Bien que nous ayons invité des personnes qui ne sont pas des parents ou des soignants, la plupart des personnes qui sont venues étaient directement liées aux enfants d’une manière ou d’une autre. Nous n’avons pas non plus contacté nos amis bibliothécaires anarchistes qui organisent des événements centrés sur les enfants dans les espaces publics d’Ottawa pour voir s’ils avaient des idées d’activités précédant le défilé qui auraient pu attirer des gens que nous ne connaissions pas déjà. En général, nous n’avons pas réfléchi de manière suffisamment stratégique au contexte dans lequel nous voulions participer.

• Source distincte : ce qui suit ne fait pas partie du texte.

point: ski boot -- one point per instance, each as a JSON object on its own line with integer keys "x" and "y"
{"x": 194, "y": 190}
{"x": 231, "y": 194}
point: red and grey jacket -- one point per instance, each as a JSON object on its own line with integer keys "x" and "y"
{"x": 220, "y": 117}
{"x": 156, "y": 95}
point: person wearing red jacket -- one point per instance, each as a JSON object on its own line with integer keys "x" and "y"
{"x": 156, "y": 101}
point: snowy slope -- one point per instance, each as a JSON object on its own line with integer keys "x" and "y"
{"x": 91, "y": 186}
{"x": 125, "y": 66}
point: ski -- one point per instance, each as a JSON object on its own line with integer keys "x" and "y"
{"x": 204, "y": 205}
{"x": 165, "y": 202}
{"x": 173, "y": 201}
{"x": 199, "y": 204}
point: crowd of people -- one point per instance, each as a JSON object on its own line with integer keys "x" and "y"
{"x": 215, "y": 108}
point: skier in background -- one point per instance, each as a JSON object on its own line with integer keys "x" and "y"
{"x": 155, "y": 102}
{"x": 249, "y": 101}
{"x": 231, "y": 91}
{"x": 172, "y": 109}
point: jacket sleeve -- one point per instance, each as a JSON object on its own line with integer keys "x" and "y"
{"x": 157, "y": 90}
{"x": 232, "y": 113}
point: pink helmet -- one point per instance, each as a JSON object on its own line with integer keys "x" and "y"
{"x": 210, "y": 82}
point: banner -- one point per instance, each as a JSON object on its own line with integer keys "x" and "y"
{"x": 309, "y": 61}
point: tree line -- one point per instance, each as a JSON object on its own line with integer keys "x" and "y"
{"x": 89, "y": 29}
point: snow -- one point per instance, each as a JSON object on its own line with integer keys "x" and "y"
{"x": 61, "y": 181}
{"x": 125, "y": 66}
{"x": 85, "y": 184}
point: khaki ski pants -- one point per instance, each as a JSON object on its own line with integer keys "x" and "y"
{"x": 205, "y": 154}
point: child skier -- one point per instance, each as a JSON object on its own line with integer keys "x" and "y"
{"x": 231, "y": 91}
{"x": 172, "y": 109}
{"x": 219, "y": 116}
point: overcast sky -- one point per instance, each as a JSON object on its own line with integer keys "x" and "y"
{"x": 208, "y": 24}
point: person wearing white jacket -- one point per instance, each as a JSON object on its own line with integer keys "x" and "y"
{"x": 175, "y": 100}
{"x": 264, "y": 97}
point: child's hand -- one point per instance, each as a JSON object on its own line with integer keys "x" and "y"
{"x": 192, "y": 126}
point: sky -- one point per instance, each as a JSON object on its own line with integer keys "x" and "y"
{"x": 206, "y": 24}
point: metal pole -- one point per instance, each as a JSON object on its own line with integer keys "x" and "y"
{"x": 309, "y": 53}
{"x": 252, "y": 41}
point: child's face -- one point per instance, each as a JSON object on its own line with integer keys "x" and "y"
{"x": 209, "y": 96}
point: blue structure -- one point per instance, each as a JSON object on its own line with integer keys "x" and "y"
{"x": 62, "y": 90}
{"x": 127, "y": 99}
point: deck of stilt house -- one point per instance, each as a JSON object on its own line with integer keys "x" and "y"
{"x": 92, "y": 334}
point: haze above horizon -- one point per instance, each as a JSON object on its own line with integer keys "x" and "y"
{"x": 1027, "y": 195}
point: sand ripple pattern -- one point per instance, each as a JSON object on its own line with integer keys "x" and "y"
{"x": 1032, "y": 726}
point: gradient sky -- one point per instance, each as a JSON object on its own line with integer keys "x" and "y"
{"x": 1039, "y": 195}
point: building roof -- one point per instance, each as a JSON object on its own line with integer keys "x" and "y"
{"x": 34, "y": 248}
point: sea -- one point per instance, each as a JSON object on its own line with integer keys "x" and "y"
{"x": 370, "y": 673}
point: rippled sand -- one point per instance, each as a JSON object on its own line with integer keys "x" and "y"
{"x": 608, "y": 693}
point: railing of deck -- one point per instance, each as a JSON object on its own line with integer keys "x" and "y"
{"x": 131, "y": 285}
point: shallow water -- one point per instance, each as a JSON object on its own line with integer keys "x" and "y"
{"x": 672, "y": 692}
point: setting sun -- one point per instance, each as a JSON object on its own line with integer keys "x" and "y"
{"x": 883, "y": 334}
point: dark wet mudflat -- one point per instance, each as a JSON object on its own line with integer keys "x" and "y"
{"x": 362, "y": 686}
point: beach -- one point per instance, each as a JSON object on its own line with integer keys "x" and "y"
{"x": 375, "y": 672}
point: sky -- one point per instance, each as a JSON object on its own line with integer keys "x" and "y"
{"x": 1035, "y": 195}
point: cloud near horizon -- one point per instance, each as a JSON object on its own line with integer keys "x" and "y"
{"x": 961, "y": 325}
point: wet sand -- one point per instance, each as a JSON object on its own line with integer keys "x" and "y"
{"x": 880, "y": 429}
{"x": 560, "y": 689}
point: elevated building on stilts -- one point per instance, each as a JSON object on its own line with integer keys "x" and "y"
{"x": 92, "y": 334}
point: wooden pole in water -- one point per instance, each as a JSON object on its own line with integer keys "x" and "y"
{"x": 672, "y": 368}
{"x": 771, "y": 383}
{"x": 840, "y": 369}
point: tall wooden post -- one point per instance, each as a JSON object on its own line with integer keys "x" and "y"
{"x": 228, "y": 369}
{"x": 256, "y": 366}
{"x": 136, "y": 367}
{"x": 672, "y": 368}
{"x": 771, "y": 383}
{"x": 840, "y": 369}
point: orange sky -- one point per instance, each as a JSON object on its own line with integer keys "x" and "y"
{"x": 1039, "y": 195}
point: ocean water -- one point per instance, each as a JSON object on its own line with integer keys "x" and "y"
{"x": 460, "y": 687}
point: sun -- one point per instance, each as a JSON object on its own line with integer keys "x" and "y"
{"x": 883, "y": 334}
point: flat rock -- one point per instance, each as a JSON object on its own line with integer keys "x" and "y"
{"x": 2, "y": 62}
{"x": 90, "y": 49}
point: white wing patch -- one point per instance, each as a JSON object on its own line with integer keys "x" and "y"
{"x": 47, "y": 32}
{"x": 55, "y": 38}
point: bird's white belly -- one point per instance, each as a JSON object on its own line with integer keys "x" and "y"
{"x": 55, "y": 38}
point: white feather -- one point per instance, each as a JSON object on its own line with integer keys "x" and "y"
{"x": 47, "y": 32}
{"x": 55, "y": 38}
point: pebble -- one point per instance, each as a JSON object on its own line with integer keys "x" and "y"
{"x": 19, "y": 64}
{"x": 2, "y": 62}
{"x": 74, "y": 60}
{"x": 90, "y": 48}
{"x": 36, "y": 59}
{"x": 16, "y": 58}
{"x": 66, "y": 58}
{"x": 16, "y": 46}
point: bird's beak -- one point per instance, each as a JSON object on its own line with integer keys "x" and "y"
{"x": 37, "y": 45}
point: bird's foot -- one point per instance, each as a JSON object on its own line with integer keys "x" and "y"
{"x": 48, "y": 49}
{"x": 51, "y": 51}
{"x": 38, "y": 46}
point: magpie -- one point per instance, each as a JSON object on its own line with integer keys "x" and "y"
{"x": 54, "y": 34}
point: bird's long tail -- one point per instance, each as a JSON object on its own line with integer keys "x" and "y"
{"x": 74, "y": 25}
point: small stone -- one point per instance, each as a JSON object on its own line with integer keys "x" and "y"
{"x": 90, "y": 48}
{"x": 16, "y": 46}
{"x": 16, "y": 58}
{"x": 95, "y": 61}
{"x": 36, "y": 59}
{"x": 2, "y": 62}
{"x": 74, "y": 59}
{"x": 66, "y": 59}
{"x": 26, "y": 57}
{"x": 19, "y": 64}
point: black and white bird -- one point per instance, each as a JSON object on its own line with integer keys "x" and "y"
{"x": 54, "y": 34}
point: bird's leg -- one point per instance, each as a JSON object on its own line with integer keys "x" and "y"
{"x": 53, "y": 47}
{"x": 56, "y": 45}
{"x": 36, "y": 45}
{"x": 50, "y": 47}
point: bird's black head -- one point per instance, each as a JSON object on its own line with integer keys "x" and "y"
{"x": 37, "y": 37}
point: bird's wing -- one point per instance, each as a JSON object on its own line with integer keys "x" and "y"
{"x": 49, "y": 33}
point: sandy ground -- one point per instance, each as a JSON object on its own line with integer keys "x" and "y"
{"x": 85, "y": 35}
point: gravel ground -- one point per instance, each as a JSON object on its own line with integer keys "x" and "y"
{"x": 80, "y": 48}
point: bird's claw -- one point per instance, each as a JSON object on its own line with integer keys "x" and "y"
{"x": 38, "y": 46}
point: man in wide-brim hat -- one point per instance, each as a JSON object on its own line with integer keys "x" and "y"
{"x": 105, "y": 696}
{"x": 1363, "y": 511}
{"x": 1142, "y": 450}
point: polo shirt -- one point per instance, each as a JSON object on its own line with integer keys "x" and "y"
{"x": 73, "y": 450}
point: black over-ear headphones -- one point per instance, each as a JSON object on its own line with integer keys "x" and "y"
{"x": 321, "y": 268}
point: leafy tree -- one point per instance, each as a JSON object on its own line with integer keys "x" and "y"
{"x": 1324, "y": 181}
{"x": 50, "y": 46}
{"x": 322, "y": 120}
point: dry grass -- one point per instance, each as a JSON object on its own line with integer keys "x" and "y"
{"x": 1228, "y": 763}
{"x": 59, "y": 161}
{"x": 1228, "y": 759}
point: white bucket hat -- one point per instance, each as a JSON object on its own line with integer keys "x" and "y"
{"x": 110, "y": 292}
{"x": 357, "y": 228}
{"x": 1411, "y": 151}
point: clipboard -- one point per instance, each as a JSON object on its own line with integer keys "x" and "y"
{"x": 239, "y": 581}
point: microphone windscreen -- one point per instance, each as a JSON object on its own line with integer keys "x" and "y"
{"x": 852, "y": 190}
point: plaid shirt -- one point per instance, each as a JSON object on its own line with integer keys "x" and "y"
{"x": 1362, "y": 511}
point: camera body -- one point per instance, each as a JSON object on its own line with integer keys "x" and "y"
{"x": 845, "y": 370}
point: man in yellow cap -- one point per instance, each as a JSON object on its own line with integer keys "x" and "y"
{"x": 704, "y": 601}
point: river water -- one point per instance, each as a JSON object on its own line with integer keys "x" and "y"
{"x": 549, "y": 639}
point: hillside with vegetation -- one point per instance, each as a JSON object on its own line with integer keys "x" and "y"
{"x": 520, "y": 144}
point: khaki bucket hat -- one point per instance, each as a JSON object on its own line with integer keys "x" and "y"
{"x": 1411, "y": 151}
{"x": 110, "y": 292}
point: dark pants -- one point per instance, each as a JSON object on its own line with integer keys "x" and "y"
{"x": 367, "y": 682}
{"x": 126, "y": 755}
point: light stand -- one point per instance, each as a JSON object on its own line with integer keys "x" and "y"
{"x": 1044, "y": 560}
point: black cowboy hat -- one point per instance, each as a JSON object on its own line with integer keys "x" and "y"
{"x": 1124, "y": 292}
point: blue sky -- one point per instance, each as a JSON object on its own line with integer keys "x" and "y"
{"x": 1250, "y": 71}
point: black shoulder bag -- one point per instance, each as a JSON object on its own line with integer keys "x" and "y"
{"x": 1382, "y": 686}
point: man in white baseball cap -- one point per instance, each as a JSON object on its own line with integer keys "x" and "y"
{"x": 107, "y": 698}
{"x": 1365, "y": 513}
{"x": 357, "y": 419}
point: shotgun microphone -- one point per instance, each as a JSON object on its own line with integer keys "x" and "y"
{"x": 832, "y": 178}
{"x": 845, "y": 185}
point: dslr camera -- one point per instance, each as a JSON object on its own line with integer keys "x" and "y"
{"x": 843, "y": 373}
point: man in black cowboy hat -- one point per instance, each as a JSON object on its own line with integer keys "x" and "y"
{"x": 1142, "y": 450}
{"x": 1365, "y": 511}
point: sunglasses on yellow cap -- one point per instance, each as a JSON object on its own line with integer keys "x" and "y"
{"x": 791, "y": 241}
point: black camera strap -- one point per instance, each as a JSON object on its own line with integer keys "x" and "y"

Bien sûr, il est également agréable d’avoir un espace social pour célébrer le 1er mai avec d’autres radicaux. Mais même si c’est l’objectif, l’organisation d’événements publics où il y a un espace pour que les gens qui ne se connaissent pas encore se rencontrent doit être délibérée et réfléchie. Nous avons essayé de mettre cela en pratique en passant d’un modèle où nous organisons des événements existants et y ajoutons simplement la garde d’enfants à l’organisation de plus d’événements explicitement politiques et conceptualisés comme étant pour les enfants et les familles dès le départ. En observant d’autres organisations qui maintiennent un engagement constant à toujours offrir quelque chose de significatif aux enfants, nous pensons que cela vaut non seulement la peine d’être fait, mais que c’est aussi beaucoup plus amusant que les espaces bifurqués que nous voyons tant à gauche, où les choses sont soit seulement pour les enfants, soit seulement pour les adultes. Mais pour nous, trouver l’équilibre sur ce point est encore un travail en cours.